What exactly is liposarcoma, the rare but aggressive form of cancer that forced Rob Ford to drop out of the Toronto mayor's race and begin a treatment regime that will include chemotherapy?

Dr. Robert Canter, a surgical oncologist and associate professor of surgery at the UC Davis Cancer Centre in Sacramento, Calif., was interviewed on CBC Radio's Metro Morning on Thursday. While he is not involved in Ford's treatment, Canter spoke generally about what patients facing a similar diagnosis can expect in terms of treatment options.

What is liposarcoma?

It's a cancerous tumour located in the body's fatty, connective tissue. This kind of tissue can be found at various locations in the body including the abdomen, where Ford's tumour is located. Behaviour of the tumours can be varied. Dr. Zane Cohen, the head of Ford's treatment team, described Ford's liposarcoma as "fairly aggressive" but also said he was "optimistic" about his ability to treat it. The type of liposarcoma Ford has is described as "pleomorphic," which means the cells inside the tumour all look different when viewed under a microscope. Liposarcoma is rare — Cohen said it comprises only about one per cent of all cancers. Cohen said Ford's tumour is about 12 centimetres by 12 centimetres in size.

Rob Ford-Dr. Zane Cohen

Dr. Zane Cohen of Mount Sinai Hospital told reporters on Wednesday that Toronto Mayor Rob Ford has been diagnosed with liposarcoma, an aggressive form of cancer. (Mark Blinch/Reuters)

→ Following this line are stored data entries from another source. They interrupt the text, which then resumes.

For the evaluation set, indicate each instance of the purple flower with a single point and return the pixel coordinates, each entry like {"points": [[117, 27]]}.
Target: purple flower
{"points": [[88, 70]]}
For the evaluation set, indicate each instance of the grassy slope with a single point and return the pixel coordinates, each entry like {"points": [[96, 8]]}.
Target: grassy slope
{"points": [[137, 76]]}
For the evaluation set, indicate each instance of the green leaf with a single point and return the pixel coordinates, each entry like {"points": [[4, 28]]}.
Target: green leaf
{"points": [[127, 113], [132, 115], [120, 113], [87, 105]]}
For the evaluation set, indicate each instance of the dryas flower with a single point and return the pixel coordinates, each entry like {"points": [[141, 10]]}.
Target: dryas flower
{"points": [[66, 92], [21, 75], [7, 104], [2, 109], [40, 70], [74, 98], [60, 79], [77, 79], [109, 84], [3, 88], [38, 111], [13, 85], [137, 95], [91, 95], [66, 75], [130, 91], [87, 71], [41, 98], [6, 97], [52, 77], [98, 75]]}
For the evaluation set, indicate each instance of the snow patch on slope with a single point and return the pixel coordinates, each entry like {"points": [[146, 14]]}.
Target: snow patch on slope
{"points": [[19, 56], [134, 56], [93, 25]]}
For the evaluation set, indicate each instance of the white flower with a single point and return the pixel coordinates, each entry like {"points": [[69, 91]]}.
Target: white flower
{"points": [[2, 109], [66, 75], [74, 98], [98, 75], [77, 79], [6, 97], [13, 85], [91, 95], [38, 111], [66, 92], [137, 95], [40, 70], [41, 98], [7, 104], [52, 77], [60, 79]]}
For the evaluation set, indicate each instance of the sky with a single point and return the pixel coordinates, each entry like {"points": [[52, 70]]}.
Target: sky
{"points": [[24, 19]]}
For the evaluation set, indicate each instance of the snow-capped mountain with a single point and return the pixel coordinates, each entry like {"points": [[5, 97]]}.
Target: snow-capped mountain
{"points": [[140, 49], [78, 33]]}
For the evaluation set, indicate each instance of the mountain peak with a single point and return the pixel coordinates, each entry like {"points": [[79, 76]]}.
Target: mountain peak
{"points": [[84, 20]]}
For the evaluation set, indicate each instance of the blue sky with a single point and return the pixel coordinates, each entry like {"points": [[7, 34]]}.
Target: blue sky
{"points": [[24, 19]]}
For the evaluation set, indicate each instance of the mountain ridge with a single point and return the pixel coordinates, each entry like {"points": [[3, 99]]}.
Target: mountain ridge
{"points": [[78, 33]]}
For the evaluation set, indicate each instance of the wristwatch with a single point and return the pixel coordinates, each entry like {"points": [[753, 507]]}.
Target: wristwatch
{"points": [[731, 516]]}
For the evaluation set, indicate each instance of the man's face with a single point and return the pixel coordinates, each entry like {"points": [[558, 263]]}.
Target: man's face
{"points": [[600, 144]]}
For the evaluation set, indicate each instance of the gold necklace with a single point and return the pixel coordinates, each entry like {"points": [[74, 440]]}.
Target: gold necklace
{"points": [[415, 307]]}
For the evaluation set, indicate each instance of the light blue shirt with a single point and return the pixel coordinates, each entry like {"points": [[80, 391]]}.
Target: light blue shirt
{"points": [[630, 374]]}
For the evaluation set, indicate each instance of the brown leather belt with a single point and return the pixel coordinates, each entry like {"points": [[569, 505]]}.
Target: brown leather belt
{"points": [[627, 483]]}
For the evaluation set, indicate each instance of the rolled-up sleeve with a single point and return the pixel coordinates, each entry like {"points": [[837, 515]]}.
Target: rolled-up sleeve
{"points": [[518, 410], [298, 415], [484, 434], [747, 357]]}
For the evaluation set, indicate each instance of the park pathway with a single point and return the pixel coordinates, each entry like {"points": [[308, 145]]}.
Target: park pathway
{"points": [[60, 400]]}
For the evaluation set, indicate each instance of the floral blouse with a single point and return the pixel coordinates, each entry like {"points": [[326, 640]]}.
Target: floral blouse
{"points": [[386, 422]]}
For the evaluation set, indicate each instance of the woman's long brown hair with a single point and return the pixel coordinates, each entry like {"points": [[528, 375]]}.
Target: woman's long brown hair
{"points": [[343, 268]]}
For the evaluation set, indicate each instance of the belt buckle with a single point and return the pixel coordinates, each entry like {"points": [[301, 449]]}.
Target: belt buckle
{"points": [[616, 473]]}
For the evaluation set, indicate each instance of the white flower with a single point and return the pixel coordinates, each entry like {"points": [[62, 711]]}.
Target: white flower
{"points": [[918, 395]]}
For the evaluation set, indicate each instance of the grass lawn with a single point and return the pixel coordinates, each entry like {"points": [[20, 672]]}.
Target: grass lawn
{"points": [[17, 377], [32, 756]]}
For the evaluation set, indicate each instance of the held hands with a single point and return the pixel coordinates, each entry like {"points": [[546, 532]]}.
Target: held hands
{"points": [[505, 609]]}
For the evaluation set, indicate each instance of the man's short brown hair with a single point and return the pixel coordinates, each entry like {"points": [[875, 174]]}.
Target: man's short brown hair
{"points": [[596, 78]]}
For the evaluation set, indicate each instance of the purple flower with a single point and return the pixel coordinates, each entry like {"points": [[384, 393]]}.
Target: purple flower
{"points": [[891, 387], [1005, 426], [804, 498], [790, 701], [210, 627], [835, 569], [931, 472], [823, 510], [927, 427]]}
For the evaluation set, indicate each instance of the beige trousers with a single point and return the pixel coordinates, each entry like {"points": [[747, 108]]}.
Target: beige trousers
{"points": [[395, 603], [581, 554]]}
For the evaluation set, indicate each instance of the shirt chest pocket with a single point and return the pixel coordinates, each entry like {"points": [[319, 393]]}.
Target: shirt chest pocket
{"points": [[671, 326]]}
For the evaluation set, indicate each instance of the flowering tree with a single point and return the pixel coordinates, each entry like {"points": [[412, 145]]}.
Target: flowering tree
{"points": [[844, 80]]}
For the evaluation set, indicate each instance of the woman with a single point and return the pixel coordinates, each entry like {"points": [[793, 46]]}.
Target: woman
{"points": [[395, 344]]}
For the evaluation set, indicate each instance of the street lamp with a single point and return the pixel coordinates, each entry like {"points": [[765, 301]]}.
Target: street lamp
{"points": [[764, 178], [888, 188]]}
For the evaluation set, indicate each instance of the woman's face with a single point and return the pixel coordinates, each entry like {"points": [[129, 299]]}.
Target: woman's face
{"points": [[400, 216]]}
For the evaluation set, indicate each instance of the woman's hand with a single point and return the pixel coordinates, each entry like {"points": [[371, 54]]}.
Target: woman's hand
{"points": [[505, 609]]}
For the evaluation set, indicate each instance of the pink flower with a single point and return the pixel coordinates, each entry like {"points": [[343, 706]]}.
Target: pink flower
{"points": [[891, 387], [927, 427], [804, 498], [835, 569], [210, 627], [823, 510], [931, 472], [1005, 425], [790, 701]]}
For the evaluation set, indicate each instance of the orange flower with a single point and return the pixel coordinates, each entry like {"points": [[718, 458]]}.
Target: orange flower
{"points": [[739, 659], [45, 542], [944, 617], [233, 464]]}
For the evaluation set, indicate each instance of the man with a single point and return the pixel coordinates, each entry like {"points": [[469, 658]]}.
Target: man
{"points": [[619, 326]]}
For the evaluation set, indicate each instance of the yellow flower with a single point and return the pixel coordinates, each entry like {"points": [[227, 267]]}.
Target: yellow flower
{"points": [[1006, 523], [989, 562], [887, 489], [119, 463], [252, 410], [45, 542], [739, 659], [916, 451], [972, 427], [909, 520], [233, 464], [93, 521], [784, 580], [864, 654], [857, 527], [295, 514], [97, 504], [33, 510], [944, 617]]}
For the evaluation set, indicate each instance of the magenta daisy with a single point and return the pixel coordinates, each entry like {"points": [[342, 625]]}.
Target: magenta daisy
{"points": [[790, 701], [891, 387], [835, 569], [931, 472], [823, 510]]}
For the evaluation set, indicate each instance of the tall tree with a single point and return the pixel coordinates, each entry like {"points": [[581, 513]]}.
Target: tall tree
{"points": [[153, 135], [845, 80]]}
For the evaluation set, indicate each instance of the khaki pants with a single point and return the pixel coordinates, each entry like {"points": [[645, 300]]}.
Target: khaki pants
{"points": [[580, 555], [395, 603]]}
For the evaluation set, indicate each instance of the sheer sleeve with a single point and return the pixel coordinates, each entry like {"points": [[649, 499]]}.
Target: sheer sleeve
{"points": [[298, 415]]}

Canter, in his interview with CBC's Matt Galloway, said it's not uncommon for tumours of that size to occur in liposarcoma patients.

"They [tumours] can get this size in the abdomen because there's space for them to grow and push other organs out of the way before they become symptomatic," he said.

Ford's family said the mayor had complained of pain for about three months. Canter said pain, along with bloating and nerve compression, can occur when a tumour presses against blood vessels and organs. He said removing the tumour could be difficult if it is pressed against organs.

What causes this cancer to develop?

Canter said it's often impossible to pinpoint what causes these tumours. "Some sarcomas are associated with genetic conditions that are present at birth, some are related to certain exposures, such as history of exposure to prior radiation. Most sarcomas are somewhat random," he said. "In terms of the exact cause of why cancer develops, a lot of it is related to random genetic mutations."

What are the treatment options?

Canter said treatment for large, aggressive sarcomas can be "quite intensive." He said treatment can be complicated if there's evidence a tumour has spread at the time of diagnosis. Ford's doctors said Wednesday that in addition to the tumour in his abdomen, they also found a "small nodule" in his buttock, behind his left hip, which a biopsy showed is part of the same tumour. That second tumour is about two centimetres in size.

"If a tumour can be removed completely, obviously that's associated with the best outcome," said Canter.

Cohen said Ford will undergo chemotherapy at the hospital, likely starting in the next two days, then spend most of the following 18 days at home. After that, the cycle will be repeated a second time.

Canter said this approach is an attempt to stop the tumour from spreading in the hopes than it can later be removed.

"If there's evidence of spread at time of diagnosis, then the situation becomes a little bit more problematic because complete removal of all disease then becomes more challenging and the risk of developing additional spread of the tumour at other sites goes up," he said.

Dr. Nancy Baxter, the chief of general surgery at St. Michael's Hospital, told CBC News Wednesday that the second tumour "is quite concerning."

"When there is evidence of spread, we tend to have less of an opportunity to treat patients for cure," said Canter. "If they have good response, then they become surgical candidates, but that's not a foregone conclusion."

What is the survival rate for this kind of cancer?

Cohen would not discuss the mayor's prognosis at Wednesday's news conference. According to the Liddy Shriver Sarcoma Initiative, the five-year survival rate in pleomorphic liposarcoma patients is 56 per cent, while the 10-year survival rate is 39 per cent. The Canadian Cancer Association says the five-year relative survival rate for all soft tissue sarcoma is 65 per cent.

'It's become a partner in my life.' - Teresa Bell, diagnosed with liposarcoma 11 years ago

Teresa Bell has lived with liposarcoma for 11 years, which she dubs "a cancer marathon."

"It's become a partner in my life," she told CBC News.

When she was initially diagnosed, she didn't know what liposarcoma was, which she says made the news less traumatic.

"If I had been told I had lung cancer, I would have reacted much differently," she explained.

She now travels from Belleville, Ont., a town east of Toronto, to Montreal for chemotherapy and says she hopes Ford's diagnosis will help raise awareness for the rare cancer. She's hosting her annual Step & Fetch fundraiser this weekend just outside of Belleville.

The most important thing Bell has learned throughout her cancer battle is "to do what's important to me."

That's her advice to Mayor Ford. "I really need to think about what matters to me and then live the life that comes in line with that."